Gimelstob, ranked 151 in the world, outslugged the 30th-ranked Australian 7-6, 4-6,7-6 in a match lasting nearly two and a half hours to carry the US team to an unassailable 2-0 lead and a place in tomorrow's final.
"That was a big win, probably the biggest of my career so far," the New Jersey-born right-hander said after his first singles victory in Perth.
Chanda Rubin, the world No 17, who has not lost a singles tie in the eight-team tournament, had accounted for Nicole Bradtke 7-5, 6-0 to give the US team the early advantage.
Gimelstob, 19, arrived in Perth only nine hours before his first match against Guy Forget on Sunday.
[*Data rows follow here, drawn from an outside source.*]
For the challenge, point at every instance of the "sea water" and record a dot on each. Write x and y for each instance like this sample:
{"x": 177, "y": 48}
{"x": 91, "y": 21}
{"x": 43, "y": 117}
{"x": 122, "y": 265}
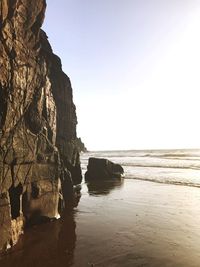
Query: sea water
{"x": 180, "y": 167}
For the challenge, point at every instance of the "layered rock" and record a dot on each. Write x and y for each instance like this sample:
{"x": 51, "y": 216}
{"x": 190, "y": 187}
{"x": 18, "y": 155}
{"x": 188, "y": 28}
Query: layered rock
{"x": 103, "y": 169}
{"x": 38, "y": 142}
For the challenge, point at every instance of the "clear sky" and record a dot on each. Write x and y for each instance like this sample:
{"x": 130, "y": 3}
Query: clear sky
{"x": 134, "y": 67}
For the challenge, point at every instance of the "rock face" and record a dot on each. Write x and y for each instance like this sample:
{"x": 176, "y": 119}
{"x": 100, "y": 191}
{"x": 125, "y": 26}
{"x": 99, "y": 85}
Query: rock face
{"x": 38, "y": 143}
{"x": 101, "y": 169}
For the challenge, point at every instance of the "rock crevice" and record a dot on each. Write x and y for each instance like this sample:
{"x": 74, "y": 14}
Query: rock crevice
{"x": 38, "y": 141}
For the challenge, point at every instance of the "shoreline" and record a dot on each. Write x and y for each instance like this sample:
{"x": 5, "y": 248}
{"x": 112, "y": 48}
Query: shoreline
{"x": 133, "y": 223}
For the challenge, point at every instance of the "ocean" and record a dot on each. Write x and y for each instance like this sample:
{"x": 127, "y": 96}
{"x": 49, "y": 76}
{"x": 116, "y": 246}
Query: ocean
{"x": 178, "y": 166}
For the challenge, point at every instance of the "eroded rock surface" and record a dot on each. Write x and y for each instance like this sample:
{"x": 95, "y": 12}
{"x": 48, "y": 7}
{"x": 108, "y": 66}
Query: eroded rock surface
{"x": 38, "y": 141}
{"x": 102, "y": 169}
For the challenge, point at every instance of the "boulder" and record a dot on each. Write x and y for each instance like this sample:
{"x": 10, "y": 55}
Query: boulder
{"x": 99, "y": 168}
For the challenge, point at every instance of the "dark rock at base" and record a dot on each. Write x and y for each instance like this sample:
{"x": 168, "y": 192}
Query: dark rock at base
{"x": 101, "y": 169}
{"x": 38, "y": 140}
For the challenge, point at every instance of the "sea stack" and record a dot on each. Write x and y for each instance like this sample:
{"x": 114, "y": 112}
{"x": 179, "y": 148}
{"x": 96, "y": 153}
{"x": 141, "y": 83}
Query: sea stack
{"x": 103, "y": 169}
{"x": 38, "y": 142}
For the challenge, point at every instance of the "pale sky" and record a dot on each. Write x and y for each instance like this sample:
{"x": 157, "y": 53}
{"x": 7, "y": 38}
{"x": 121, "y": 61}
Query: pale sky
{"x": 134, "y": 67}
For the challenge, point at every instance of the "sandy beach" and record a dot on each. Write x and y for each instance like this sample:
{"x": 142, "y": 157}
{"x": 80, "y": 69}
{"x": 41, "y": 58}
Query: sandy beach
{"x": 128, "y": 223}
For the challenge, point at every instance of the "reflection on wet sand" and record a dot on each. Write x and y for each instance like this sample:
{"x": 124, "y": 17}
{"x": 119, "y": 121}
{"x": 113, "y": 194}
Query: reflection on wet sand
{"x": 103, "y": 187}
{"x": 50, "y": 244}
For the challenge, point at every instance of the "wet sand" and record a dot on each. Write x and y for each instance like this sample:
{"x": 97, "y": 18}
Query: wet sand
{"x": 133, "y": 223}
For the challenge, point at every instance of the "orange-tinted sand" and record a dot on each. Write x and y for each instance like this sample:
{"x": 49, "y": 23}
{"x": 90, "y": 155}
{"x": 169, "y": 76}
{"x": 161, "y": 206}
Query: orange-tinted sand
{"x": 133, "y": 223}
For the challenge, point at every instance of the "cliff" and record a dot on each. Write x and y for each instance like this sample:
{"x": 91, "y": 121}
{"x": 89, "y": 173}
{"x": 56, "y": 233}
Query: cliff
{"x": 39, "y": 157}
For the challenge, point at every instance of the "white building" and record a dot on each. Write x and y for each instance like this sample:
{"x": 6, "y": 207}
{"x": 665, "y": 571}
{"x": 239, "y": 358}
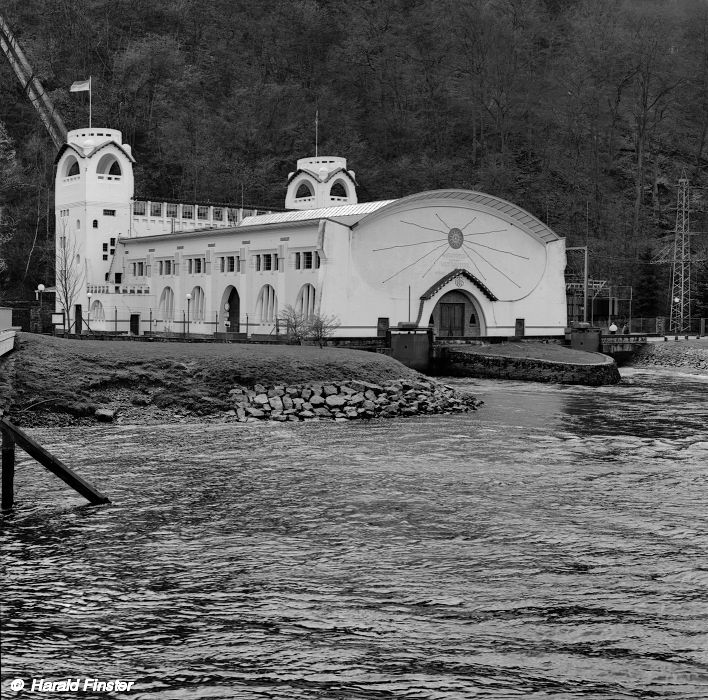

He was on a beach holiday in Florida when he was called up as a late replacement for Richey Reneberg, whose wife was due to give birth.
Gimelstob turned professional last June and his previous best performance was a quarter-final place at the Scottsdale tournament in the United States last year.
In the other Group A tie, the top seeds, Croatia, who lost 2-1 to the United States in a seven-hour match on Wednesday, were handed a 3-0 victory by France after Guy Forget forfeited due to blisters on his hand. Romania kept alive their chances of reaching the final with a 3-0 victory over Germany in Group B.
The top seed Thomas Muster, angered by mobile phone users, dropped a set and took more than two hours to beat Norway's Christian Ruud for a place in the quarter-finals of the Qatar Open in Doha.
The Austrian needed two hours and 13 minutes to defeat Ruud 6-2, 3-6, 7-5 and set up a last-eight match against the American Jim Courier, the eighth seed.